Castine to Bar Harbor Route Description
“Roll with the Rusticators”– As you depart from historic Castine and cut east across the Blue Hill Peninsula — new roads and vistas, and the same rolling terrain that forms the granite backbone of this area. The route skirts downtown Ellsworth and follows the Union River and Bay before cutting over to Trenton and onto Mt. Desert Island. On MDI, the route joins some less traveled roads before joining a portion of the Park Loop Road where there is a final climb with great views of Frenchman Bay and Bar Harbor before descending into town.
Mileage: 65.3 miles
Elevation: 3,867 feet
Nestled on the east side of Mt. Desert Island, adjacent to Acadia National Park, this famous summer colony has welcomed visitors for well over a hundred years. Bar Harbor is filled with summer “cottages” — beautifully ornate and breathtaking homes built by some of our nation’s most prominent families (Rockefeller, Vanderbilt, JP Morgan, Astor) to serve as their summer homes. Most of these homes were built during the “Gilded Age” of 1880-1920 and most still stand today.
Consider hopping on a mountain bike while visiting Bar Harbor (local rentals are available) and riding the remarkable Carriage Trails of Acadia National Park (the first national park east of the Mississippi). Travel by boat with your bike to Schoodic Point and ride along this northern section of Acadia National Park; or stay on Mount Desert Island and ride the beautiful Park Loop Road with a stop at Jordan Pond for lunch. So many great ride options … or stay off your bike completely, shop in Bar Harbor, hike the many trails in Acadia, sea kayak or whale watch.
Bar Harbor to Bangor YMCA’s Camp Jordan Route Description
Ellsworth, ME, “Camp Night”– This is a reasonably flat portion (for Maine) traveling off Mount Desert Island on a different and quieter route, then onto busy Route 3 for approximately five miles before returning to rural roads. A short section of riding on U.S. Route One to Sullivan, then heading away from the coast and into lakes country. The final ten miles is on Route 1A and head into Bangor YMCA’s Camp Jordan.
Mileage: 68.5 miles
Elevation: 3,606 feet
Bangor YMCA’s Camp Jordan is a quintessential Maine camp: nestled in the woods at the edge of a lake, this 200-acre wooded waterfront property is a beautiful gathering spot with its spectacular 6000-square foot dining hall, generously donated by Maine’s most famous author — Stephen King, and his wife.
Camp Jordan began its program in 1908 and was named in the honor of Robert A. Jordan, the first General Secretary of the Bangor YMCA. The camp moved its program to its current site on Branch Lake in 1925 and was built on the farm land of Ephriam Higgins.
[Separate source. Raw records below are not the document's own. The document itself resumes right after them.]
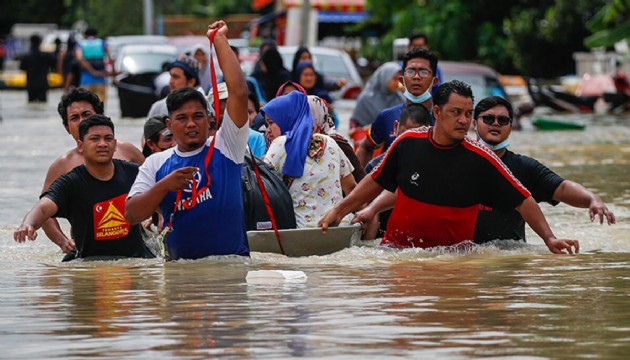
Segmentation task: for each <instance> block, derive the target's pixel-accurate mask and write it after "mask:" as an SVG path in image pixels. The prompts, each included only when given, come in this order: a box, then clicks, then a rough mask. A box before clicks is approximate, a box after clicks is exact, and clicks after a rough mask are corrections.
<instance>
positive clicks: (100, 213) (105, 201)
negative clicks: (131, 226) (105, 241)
mask: <svg viewBox="0 0 630 360" xmlns="http://www.w3.org/2000/svg"><path fill="white" fill-rule="evenodd" d="M126 198H127V194H123V195H120V196H117V197H115V198H113V199H110V200H106V201H103V202H100V203H96V204H95V205H94V240H97V241H98V240H113V239H120V238H122V237H125V236H127V235H128V234H129V229H130V228H131V226H130V225H129V223H128V222H127V220H126V219H125V216H124V215H123V214H124V213H125V199H126Z"/></svg>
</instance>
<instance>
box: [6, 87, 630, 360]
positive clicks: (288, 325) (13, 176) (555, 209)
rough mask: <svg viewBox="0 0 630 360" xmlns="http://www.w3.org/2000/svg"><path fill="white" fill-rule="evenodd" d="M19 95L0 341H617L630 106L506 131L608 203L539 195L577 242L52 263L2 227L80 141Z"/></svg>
mask: <svg viewBox="0 0 630 360" xmlns="http://www.w3.org/2000/svg"><path fill="white" fill-rule="evenodd" d="M22 96H25V94H22V93H12V92H1V93H0V102H1V103H0V105H1V106H0V111H2V116H3V118H4V121H3V122H2V123H0V129H1V130H2V131H0V164H1V166H2V177H0V195H1V196H0V204H1V206H0V219H1V220H0V286H1V287H2V291H0V305H1V306H0V334H1V336H0V345H2V349H3V350H2V355H1V356H2V357H6V358H11V359H34V358H59V359H84V358H111V359H120V358H183V359H184V358H185V359H205V358H208V357H213V356H227V357H232V358H259V357H264V358H288V357H317V358H320V357H330V358H350V357H352V358H365V357H372V358H375V357H378V358H388V357H391V358H393V357H407V358H437V357H440V358H476V357H501V358H505V357H521V358H576V357H582V358H588V357H598V358H625V357H627V350H628V349H629V348H630V343H629V342H630V326H628V324H630V298H629V297H628V292H627V289H628V288H630V286H629V285H630V284H629V281H630V275H629V274H630V272H629V271H628V270H629V268H630V255H629V253H630V236H629V234H630V231H629V230H630V228H629V226H628V218H629V215H628V214H629V209H630V190H628V189H629V188H630V187H629V186H628V183H629V182H630V180H629V178H628V175H627V174H628V173H629V172H628V169H629V164H628V163H629V162H630V155H629V153H630V124H629V122H630V121H627V119H626V120H624V119H615V120H610V119H609V120H603V121H600V120H601V119H587V120H588V127H587V131H586V132H567V133H557V132H556V133H539V132H534V131H531V130H529V131H528V130H526V131H523V132H520V133H516V134H514V136H513V139H512V148H513V149H514V150H516V151H518V152H522V153H525V154H529V155H532V156H534V157H536V158H538V159H539V160H541V161H542V162H543V163H546V164H548V165H549V166H551V167H552V168H553V169H554V170H556V171H557V172H558V173H560V174H561V175H563V176H565V177H567V178H570V179H572V180H575V181H578V182H580V183H582V184H584V185H585V186H587V187H588V188H590V189H592V190H594V191H596V192H597V193H598V194H600V195H601V196H602V198H603V199H604V200H605V201H606V202H607V203H608V204H609V206H610V207H611V208H612V209H613V210H614V211H615V213H616V215H617V219H618V222H619V223H618V224H617V225H615V226H612V227H611V226H607V225H604V226H600V225H599V224H592V223H590V222H589V221H588V213H587V211H586V210H584V209H574V208H570V207H568V206H565V205H559V206H556V207H551V206H548V205H544V206H543V211H544V212H545V214H546V215H547V217H548V220H549V222H550V224H551V226H552V228H553V229H554V231H555V232H556V234H557V235H558V236H563V237H570V238H577V239H579V240H580V241H581V244H582V254H581V255H580V256H574V257H568V256H565V257H563V256H554V255H551V254H550V253H549V252H548V250H547V249H546V247H545V246H544V245H543V244H542V242H541V241H540V239H539V238H538V237H537V236H536V235H535V234H533V233H531V232H530V234H528V238H529V239H530V243H529V244H517V243H513V242H497V243H495V244H492V245H489V246H473V245H470V246H469V247H468V249H467V250H465V251H462V250H443V249H442V250H434V251H424V250H417V249H406V250H402V251H400V250H391V249H383V248H378V247H372V246H361V247H352V248H349V249H346V250H343V251H341V252H338V253H336V254H332V255H329V256H322V257H307V258H286V257H284V256H280V255H275V254H261V253H253V254H252V257H251V258H250V259H243V258H233V257H224V258H208V259H202V260H198V261H181V262H171V263H166V264H165V263H162V262H160V261H158V260H139V259H133V260H122V261H94V262H90V261H84V262H76V263H72V264H67V263H63V264H62V263H60V262H59V260H60V259H61V253H60V251H59V250H58V249H57V248H56V246H54V245H53V244H52V243H50V241H48V240H47V239H46V238H45V236H44V235H43V233H40V237H39V238H38V239H37V240H36V241H34V242H27V243H26V244H16V243H15V242H13V240H12V231H13V230H14V229H15V227H16V226H17V224H18V223H19V222H20V220H21V218H22V217H23V216H24V214H25V213H26V211H28V209H30V207H32V206H33V204H35V202H36V201H37V194H38V192H39V190H40V188H41V185H42V182H43V177H44V174H45V171H46V169H47V166H48V164H50V162H52V160H53V159H54V158H56V157H57V156H58V155H59V154H61V153H63V152H64V151H65V150H67V149H69V148H70V147H72V146H73V144H72V141H71V139H70V137H69V136H68V135H67V134H66V133H65V131H64V129H63V127H62V126H61V121H60V120H59V118H58V116H57V115H56V114H55V113H54V107H53V106H52V104H49V105H48V106H47V107H43V108H32V107H25V106H24V100H22ZM50 98H51V99H56V98H58V93H55V92H53V93H52V94H51V96H50ZM110 99H113V100H114V101H115V92H114V93H112V94H110ZM114 101H111V102H110V103H109V104H108V112H110V114H112V116H113V118H114V120H115V123H116V126H117V128H116V131H117V135H118V137H119V138H120V139H122V140H125V141H130V142H133V143H137V142H138V139H139V137H140V134H141V128H142V121H140V120H135V119H123V120H121V119H118V118H117V116H116V115H114V114H117V110H116V108H115V106H116V104H115V102H114ZM24 109H26V110H24ZM63 226H65V227H67V225H66V224H63ZM259 269H284V270H302V271H304V272H305V273H306V274H307V276H308V281H307V282H306V283H303V284H282V283H278V284H268V285H248V284H247V283H246V281H245V277H246V275H247V272H248V271H250V270H259Z"/></svg>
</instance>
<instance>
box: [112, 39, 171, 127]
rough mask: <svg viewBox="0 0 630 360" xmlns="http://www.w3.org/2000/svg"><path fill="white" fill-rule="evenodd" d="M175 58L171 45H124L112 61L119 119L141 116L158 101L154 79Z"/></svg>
mask: <svg viewBox="0 0 630 360" xmlns="http://www.w3.org/2000/svg"><path fill="white" fill-rule="evenodd" d="M176 58H177V48H176V47H175V46H173V45H171V44H155V45H125V46H123V47H122V48H121V49H120V51H119V53H118V57H117V58H116V61H115V68H114V71H115V72H116V74H117V75H116V77H115V78H114V85H115V86H116V87H117V88H118V98H119V100H120V112H121V115H122V116H123V117H145V116H146V115H147V113H148V112H149V109H150V108H151V105H152V104H153V103H154V102H155V101H157V100H159V96H158V95H157V94H156V89H155V85H154V80H155V77H156V76H157V75H159V74H160V73H162V72H163V71H164V70H163V69H164V66H165V65H166V64H168V63H170V62H172V61H174V60H175V59H176Z"/></svg>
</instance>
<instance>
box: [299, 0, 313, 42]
mask: <svg viewBox="0 0 630 360" xmlns="http://www.w3.org/2000/svg"><path fill="white" fill-rule="evenodd" d="M310 15H311V2H310V0H302V25H301V27H300V45H302V46H307V45H309V44H308V31H309V27H310V24H311V21H310V19H309V18H310Z"/></svg>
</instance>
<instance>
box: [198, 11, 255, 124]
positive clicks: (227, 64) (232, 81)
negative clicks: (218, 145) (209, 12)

Over the year’s buildings, programs and land have been added, renovated and upgraded to create this oasis – certain to create nostalgia for those summer camp days of our youth.
Bangor YMCA’s Camp Jordan (Ellsworth, ME) to Orono Route Description
“Giddy-up to Orono”- Of all the miles on this route, this portion will seem like a warm up ride (almost). After leaving Camp Jordan and skirting Ellsworth, the route travels up the west side of picturesque Graham Lake before heading across country on rural roads past places like the Springy Ponds. Cycling a short stretch on Route 9 that is low speed and less hilly than the rest (with one notable exception). The route then follows the Penobscot River upstream from Eddington to Old Town for the final spin into Orono.